Claire storna lo sguardo e si congeda con l'ennesimo segreto nel cuore.
Alex inspira, espira; al suo fianco John le massaggia leggermente la
schiena, conta quante contrazioni si susseguono in un minuto.
"Mia signora." si palesa Stuart, e Alex gli rivolge uno sguardo
affranto - spaventato.
"Quali notizie mi porti da palazzo?"
"Non buone, mia signora: il trono è sempre più
vacillante sotto di lei."
"Lo immaginavo."
Alex digrigna i denti, si flette in avanti - trattiene un grido.
"Fa male." dice, e apre la bocca in un gemito strozzato.
"Lo so." replica John "Ma è normale."
"Normale un cazzo." ribatte Alex, e sbatte il pugno chiuso sul tavolo.

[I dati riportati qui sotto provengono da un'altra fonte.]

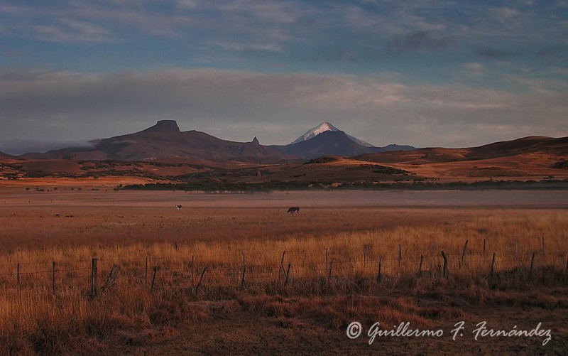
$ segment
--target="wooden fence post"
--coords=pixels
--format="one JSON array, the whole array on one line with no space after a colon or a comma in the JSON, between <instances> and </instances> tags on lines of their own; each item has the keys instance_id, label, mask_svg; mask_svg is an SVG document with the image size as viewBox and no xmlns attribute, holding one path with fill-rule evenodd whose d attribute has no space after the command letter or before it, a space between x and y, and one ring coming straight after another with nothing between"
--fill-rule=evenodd
<instances>
[{"instance_id":1,"label":"wooden fence post","mask_svg":"<svg viewBox=\"0 0 568 356\"><path fill-rule=\"evenodd\" d=\"M207 271L207 267L205 266L203 268L203 271L201 272L201 276L200 277L200 281L197 282L197 285L195 286L195 294L197 294L197 292L200 291L200 287L201 286L201 282L203 281L203 275L205 274L205 271Z\"/></svg>"},{"instance_id":2,"label":"wooden fence post","mask_svg":"<svg viewBox=\"0 0 568 356\"><path fill-rule=\"evenodd\" d=\"M444 259L443 276L444 278L448 278L448 258L443 249L442 250L442 257Z\"/></svg>"},{"instance_id":3,"label":"wooden fence post","mask_svg":"<svg viewBox=\"0 0 568 356\"><path fill-rule=\"evenodd\" d=\"M158 266L152 267L152 269L153 269L154 274L152 276L152 285L150 286L150 293L152 293L152 291L154 290L154 282L155 281L155 274L158 272Z\"/></svg>"},{"instance_id":4,"label":"wooden fence post","mask_svg":"<svg viewBox=\"0 0 568 356\"><path fill-rule=\"evenodd\" d=\"M484 239L484 262L485 262L485 254L486 254L486 239Z\"/></svg>"},{"instance_id":5,"label":"wooden fence post","mask_svg":"<svg viewBox=\"0 0 568 356\"><path fill-rule=\"evenodd\" d=\"M243 275L241 276L241 286L244 286L244 272L246 270L246 264L244 261L244 252L243 252Z\"/></svg>"},{"instance_id":6,"label":"wooden fence post","mask_svg":"<svg viewBox=\"0 0 568 356\"><path fill-rule=\"evenodd\" d=\"M148 257L144 260L144 286L148 286Z\"/></svg>"},{"instance_id":7,"label":"wooden fence post","mask_svg":"<svg viewBox=\"0 0 568 356\"><path fill-rule=\"evenodd\" d=\"M367 264L367 245L363 245L363 274L365 274L365 266Z\"/></svg>"},{"instance_id":8,"label":"wooden fence post","mask_svg":"<svg viewBox=\"0 0 568 356\"><path fill-rule=\"evenodd\" d=\"M194 268L193 268L193 255L191 255L191 288L194 288L195 286L195 284L193 282L193 274L194 274Z\"/></svg>"},{"instance_id":9,"label":"wooden fence post","mask_svg":"<svg viewBox=\"0 0 568 356\"><path fill-rule=\"evenodd\" d=\"M327 270L327 249L325 249L325 266L324 267L324 276L325 276L325 271Z\"/></svg>"},{"instance_id":10,"label":"wooden fence post","mask_svg":"<svg viewBox=\"0 0 568 356\"><path fill-rule=\"evenodd\" d=\"M91 296L94 298L97 293L97 259L91 259Z\"/></svg>"},{"instance_id":11,"label":"wooden fence post","mask_svg":"<svg viewBox=\"0 0 568 356\"><path fill-rule=\"evenodd\" d=\"M462 252L462 264L465 267L466 264L466 253L467 252L467 244L469 242L469 239L466 240L466 243L464 244L464 252Z\"/></svg>"},{"instance_id":12,"label":"wooden fence post","mask_svg":"<svg viewBox=\"0 0 568 356\"><path fill-rule=\"evenodd\" d=\"M53 261L51 264L51 289L53 294L55 293L55 261Z\"/></svg>"}]
</instances>

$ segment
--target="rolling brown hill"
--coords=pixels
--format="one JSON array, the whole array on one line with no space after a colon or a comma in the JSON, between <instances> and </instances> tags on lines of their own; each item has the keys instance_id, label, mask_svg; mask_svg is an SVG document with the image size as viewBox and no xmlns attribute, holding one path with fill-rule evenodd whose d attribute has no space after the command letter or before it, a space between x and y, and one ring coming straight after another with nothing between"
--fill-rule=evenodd
<instances>
[{"instance_id":1,"label":"rolling brown hill","mask_svg":"<svg viewBox=\"0 0 568 356\"><path fill-rule=\"evenodd\" d=\"M327 139L327 134L333 136L342 132L323 133L318 135L321 136L319 139ZM307 144L318 137L302 144ZM334 141L337 140L330 142ZM158 150L152 146L157 142L163 142L160 146L167 149L153 151ZM194 151L198 154L192 153L192 157L179 155L182 146L198 148ZM223 187L241 183L274 183L277 185L270 186L278 186L287 182L292 186L302 187L315 184L368 186L397 182L412 184L568 179L567 137L530 136L479 147L427 148L366 153L350 158L328 156L299 162L278 156L283 153L273 156L273 151L257 143L239 144L202 132L180 132L175 122L160 122L136 134L102 140L96 146L87 151L53 151L50 154L59 158L50 159L0 158L0 179L4 178L6 184L6 180L13 182L20 178L92 180L114 177L121 182L126 178L133 177L147 183L195 183L204 186L213 182ZM168 158L145 159L148 152ZM86 159L97 156L105 158ZM210 156L217 159L202 158ZM230 157L234 159L229 159ZM279 161L271 163L272 159ZM244 161L246 160L248 161Z\"/></svg>"},{"instance_id":2,"label":"rolling brown hill","mask_svg":"<svg viewBox=\"0 0 568 356\"><path fill-rule=\"evenodd\" d=\"M91 142L92 148L50 151L24 158L76 160L151 161L163 158L190 158L207 161L267 163L292 159L256 142L222 140L197 131L180 131L173 120L162 120L145 130Z\"/></svg>"},{"instance_id":3,"label":"rolling brown hill","mask_svg":"<svg viewBox=\"0 0 568 356\"><path fill-rule=\"evenodd\" d=\"M442 181L568 178L568 137L529 136L465 149L427 148L354 157Z\"/></svg>"}]
</instances>

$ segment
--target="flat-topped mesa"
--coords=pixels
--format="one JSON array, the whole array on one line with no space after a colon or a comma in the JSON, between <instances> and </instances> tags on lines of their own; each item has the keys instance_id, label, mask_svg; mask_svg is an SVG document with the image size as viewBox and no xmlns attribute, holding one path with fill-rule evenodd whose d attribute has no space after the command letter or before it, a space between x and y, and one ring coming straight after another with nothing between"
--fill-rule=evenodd
<instances>
[{"instance_id":1,"label":"flat-topped mesa","mask_svg":"<svg viewBox=\"0 0 568 356\"><path fill-rule=\"evenodd\" d=\"M178 123L175 122L175 120L160 120L155 125L148 127L144 131L178 133L180 132L180 128L178 127Z\"/></svg>"}]
</instances>

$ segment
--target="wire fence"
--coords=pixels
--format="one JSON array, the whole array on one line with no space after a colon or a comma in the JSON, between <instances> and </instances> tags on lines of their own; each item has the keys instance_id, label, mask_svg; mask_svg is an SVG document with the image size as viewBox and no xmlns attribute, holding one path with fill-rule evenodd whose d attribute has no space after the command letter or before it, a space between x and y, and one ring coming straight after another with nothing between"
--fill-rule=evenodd
<instances>
[{"instance_id":1,"label":"wire fence","mask_svg":"<svg viewBox=\"0 0 568 356\"><path fill-rule=\"evenodd\" d=\"M328 249L320 256L283 251L281 255L274 254L273 261L264 263L258 262L260 259L247 256L246 252L241 255L187 255L185 258L149 255L7 263L0 264L0 288L39 287L50 288L55 293L65 286L90 288L91 293L96 295L102 286L121 278L129 284L143 285L151 292L158 288L185 287L197 293L204 286L293 286L298 281L315 280L318 283L322 280L361 279L380 282L405 276L482 277L498 283L503 276L536 279L537 271L542 269L568 274L568 254L558 251L547 254L542 241L541 251L522 252L516 246L504 252L489 252L485 244L483 250L468 250L468 242L463 248L447 250L435 245L413 244L410 247L412 254L402 244L392 244L386 249L390 253L384 256L366 245L363 247L362 254L357 256ZM420 251L425 253L417 252ZM262 261L266 261L266 257L263 258L265 259Z\"/></svg>"}]
</instances>

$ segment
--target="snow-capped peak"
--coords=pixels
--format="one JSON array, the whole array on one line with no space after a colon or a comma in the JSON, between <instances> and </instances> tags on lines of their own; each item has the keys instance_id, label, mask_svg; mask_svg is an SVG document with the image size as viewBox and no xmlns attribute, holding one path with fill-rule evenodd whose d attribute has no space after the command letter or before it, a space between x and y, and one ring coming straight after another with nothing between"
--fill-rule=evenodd
<instances>
[{"instance_id":1,"label":"snow-capped peak","mask_svg":"<svg viewBox=\"0 0 568 356\"><path fill-rule=\"evenodd\" d=\"M305 134L298 137L296 141L292 143L292 144L297 144L298 142L302 142L302 141L307 141L310 139L313 139L322 132L325 132L326 131L339 131L339 129L329 122L324 122L319 126L308 130Z\"/></svg>"},{"instance_id":2,"label":"snow-capped peak","mask_svg":"<svg viewBox=\"0 0 568 356\"><path fill-rule=\"evenodd\" d=\"M298 137L296 141L292 143L292 144L293 145L294 144L297 144L298 142L303 142L305 141L309 140L310 139L313 139L320 134L325 132L327 131L341 131L341 130L339 130L332 124L329 124L329 122L324 122L321 123L319 126L314 127L311 130L308 130L307 132ZM367 144L364 141L353 137L352 136L347 135L347 137L349 137L351 141L356 142L357 144L361 146L364 146L365 147L374 147L373 145Z\"/></svg>"}]
</instances>

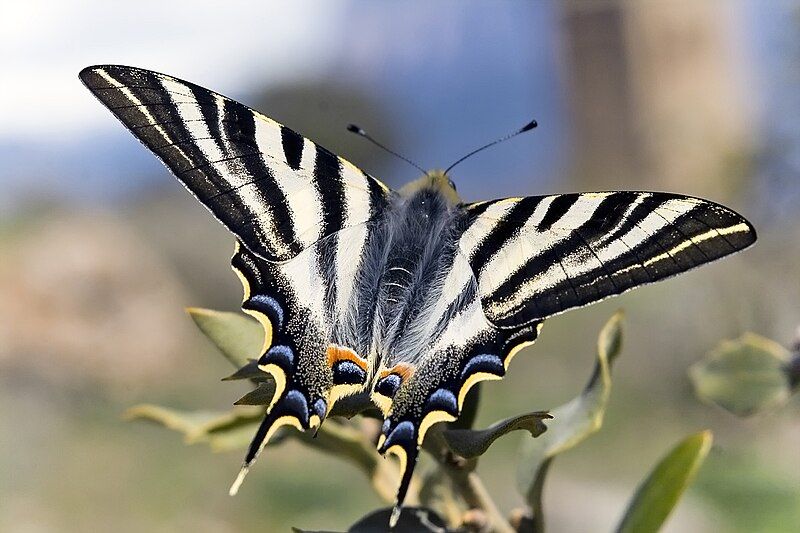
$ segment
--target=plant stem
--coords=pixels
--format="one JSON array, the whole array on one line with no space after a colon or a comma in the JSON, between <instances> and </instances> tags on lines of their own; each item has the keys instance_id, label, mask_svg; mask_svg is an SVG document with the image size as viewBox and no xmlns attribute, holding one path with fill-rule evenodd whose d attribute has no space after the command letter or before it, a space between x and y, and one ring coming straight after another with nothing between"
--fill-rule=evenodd
<instances>
[{"instance_id":1,"label":"plant stem","mask_svg":"<svg viewBox=\"0 0 800 533\"><path fill-rule=\"evenodd\" d=\"M445 444L441 430L429 432L426 439L426 448L432 452L439 462L440 467L447 473L453 481L453 487L458 491L458 495L471 508L480 509L489 521L489 531L492 533L515 533L508 521L500 513L500 509L495 504L489 491L481 481L480 476L474 471L476 460L466 460L463 457L455 457Z\"/></svg>"}]
</instances>

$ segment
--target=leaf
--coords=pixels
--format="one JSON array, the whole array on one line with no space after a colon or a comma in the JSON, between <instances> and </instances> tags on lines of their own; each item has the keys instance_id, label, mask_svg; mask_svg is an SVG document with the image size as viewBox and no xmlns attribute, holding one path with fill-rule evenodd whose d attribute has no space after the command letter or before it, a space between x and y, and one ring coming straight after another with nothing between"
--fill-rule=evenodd
<instances>
[{"instance_id":1,"label":"leaf","mask_svg":"<svg viewBox=\"0 0 800 533\"><path fill-rule=\"evenodd\" d=\"M187 444L207 443L214 451L245 448L253 438L264 416L260 408L241 408L232 411L181 411L152 404L128 409L127 420L149 420L184 435ZM276 435L279 437L279 435ZM280 439L273 439L277 443Z\"/></svg>"},{"instance_id":2,"label":"leaf","mask_svg":"<svg viewBox=\"0 0 800 533\"><path fill-rule=\"evenodd\" d=\"M547 432L522 442L517 469L519 488L533 510L537 530L543 525L541 498L544 480L553 458L580 444L603 425L611 394L611 364L622 350L624 314L617 311L597 339L597 362L580 396L553 409Z\"/></svg>"},{"instance_id":3,"label":"leaf","mask_svg":"<svg viewBox=\"0 0 800 533\"><path fill-rule=\"evenodd\" d=\"M636 489L618 533L658 531L703 464L713 436L710 431L678 443Z\"/></svg>"},{"instance_id":4,"label":"leaf","mask_svg":"<svg viewBox=\"0 0 800 533\"><path fill-rule=\"evenodd\" d=\"M792 393L789 352L781 345L745 333L723 341L689 369L695 394L737 416L749 416L785 403Z\"/></svg>"},{"instance_id":5,"label":"leaf","mask_svg":"<svg viewBox=\"0 0 800 533\"><path fill-rule=\"evenodd\" d=\"M230 376L222 378L222 381L237 381L240 379L249 379L259 383L262 381L272 381L272 376L258 368L258 361L256 359L250 359L242 368Z\"/></svg>"},{"instance_id":6,"label":"leaf","mask_svg":"<svg viewBox=\"0 0 800 533\"><path fill-rule=\"evenodd\" d=\"M233 402L233 405L269 405L273 396L275 396L275 382L272 380L261 382L258 387Z\"/></svg>"},{"instance_id":7,"label":"leaf","mask_svg":"<svg viewBox=\"0 0 800 533\"><path fill-rule=\"evenodd\" d=\"M350 526L347 533L386 533L389 530L389 517L392 509L379 509ZM307 531L292 528L296 533L333 533L324 531ZM400 520L392 528L392 533L447 533L448 530L436 513L423 507L403 507Z\"/></svg>"},{"instance_id":8,"label":"leaf","mask_svg":"<svg viewBox=\"0 0 800 533\"><path fill-rule=\"evenodd\" d=\"M300 442L356 465L369 478L372 488L384 501L394 501L400 471L378 454L363 431L347 421L326 420L315 435L292 432Z\"/></svg>"},{"instance_id":9,"label":"leaf","mask_svg":"<svg viewBox=\"0 0 800 533\"><path fill-rule=\"evenodd\" d=\"M486 453L494 441L512 431L524 429L532 437L538 437L547 430L543 420L548 418L553 418L550 413L536 411L495 422L486 429L446 429L442 435L453 453L472 459Z\"/></svg>"},{"instance_id":10,"label":"leaf","mask_svg":"<svg viewBox=\"0 0 800 533\"><path fill-rule=\"evenodd\" d=\"M254 356L261 354L264 328L255 320L240 313L199 307L189 307L186 311L200 331L236 368L246 367Z\"/></svg>"}]
</instances>

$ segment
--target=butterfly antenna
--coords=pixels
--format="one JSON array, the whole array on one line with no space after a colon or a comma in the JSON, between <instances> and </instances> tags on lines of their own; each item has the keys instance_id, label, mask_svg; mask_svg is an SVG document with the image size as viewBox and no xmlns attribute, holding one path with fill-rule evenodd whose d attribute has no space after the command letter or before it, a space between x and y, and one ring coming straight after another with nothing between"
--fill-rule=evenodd
<instances>
[{"instance_id":1,"label":"butterfly antenna","mask_svg":"<svg viewBox=\"0 0 800 533\"><path fill-rule=\"evenodd\" d=\"M496 141L492 141L492 142L490 142L489 144L484 144L484 145L483 145L483 146L481 146L480 148L476 148L475 150L471 151L470 153L468 153L467 155L465 155L464 157L462 157L461 159L459 159L458 161L456 161L455 163L453 163L452 165L450 165L449 167L447 167L447 170L445 170L445 171L444 171L444 173L445 173L445 174L447 174L448 172L450 172L451 170L453 170L453 167L454 167L454 166L456 166L457 164L461 163L461 162L462 162L462 161L464 161L465 159L467 159L467 158L469 158L469 157L472 157L473 155L477 154L478 152L481 152L481 151L483 151L483 150L486 150L487 148L489 148L490 146L494 146L495 144L499 144L499 143L501 143L501 142L504 142L504 141L507 141L507 140L509 140L509 139L511 139L511 138L513 138L513 137L516 137L516 136L517 136L517 135L519 135L520 133L525 133L526 131L530 131L530 130L532 130L533 128L535 128L536 126L538 126L538 125L539 125L539 124L538 124L538 123L537 123L535 120L531 120L530 122L528 122L527 124L525 124L524 126L522 126L520 129L518 129L518 130L516 130L516 131L514 131L514 132L512 132L512 133L509 133L508 135L505 135L505 136L503 136L503 137L500 137L500 138L499 138L499 139L497 139Z\"/></svg>"},{"instance_id":2,"label":"butterfly antenna","mask_svg":"<svg viewBox=\"0 0 800 533\"><path fill-rule=\"evenodd\" d=\"M418 164L414 163L414 162L413 162L413 161L411 161L409 158L407 158L407 157L403 157L402 155L398 154L398 153L397 153L397 152L395 152L394 150L389 150L388 148L386 148L384 145L382 145L381 143L379 143L378 141L376 141L375 139L373 139L373 138L370 136L370 134L369 134L369 133L367 133L366 131L364 131L364 130L363 130L362 128L360 128L359 126L356 126L355 124L348 124L348 125L347 125L347 131L349 131L349 132L352 132L352 133L355 133L356 135L360 135L361 137L364 137L366 140L370 141L372 144L374 144L374 145L375 145L375 146L377 146L378 148L380 148L380 149L382 149L382 150L385 150L386 152L389 152L390 154L392 154L393 156L395 156L395 157L397 157L397 158L400 158L400 159L402 159L403 161L405 161L406 163L408 163L408 164L409 164L409 165L411 165L412 167L416 168L417 170L419 170L419 171L420 171L420 172L422 172L423 174L427 174L427 173L428 173L428 172L427 172L426 170L424 170L424 169L423 169L421 166L419 166Z\"/></svg>"}]
</instances>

Stuart le porge un bicchiere d'acqua, Alex lo rifiuta con un gesto
secco della mano.
"La morte di Excella non è ancora stata scoperta; credono la
regina nella residenza privata della famiglia Wesker, protetta dalle
preoccupazioni della guerra e con ancora l'erede del re in grembo."
"Magnifico." sibila, e si piega ancora più verso il basso.
"Su di lei, invece, si dicono altre cose."
"Posso immaginarle."
Stuart intreccia un braccio al suo quando la vede quasi crollare sulle
ginocchia, fa un cenno a John.
"Dicono che non ha diritto di decidere al posto della regina."
"Uhm." e chiude gli occhi, Alex, sconquassata da una fitta a basso
ventre che sembra
aprirla.
"Che non ha il potere di emanare editti reali, nemmeno con la firma
della regina."
John si china su di lei, controlla - annuisce.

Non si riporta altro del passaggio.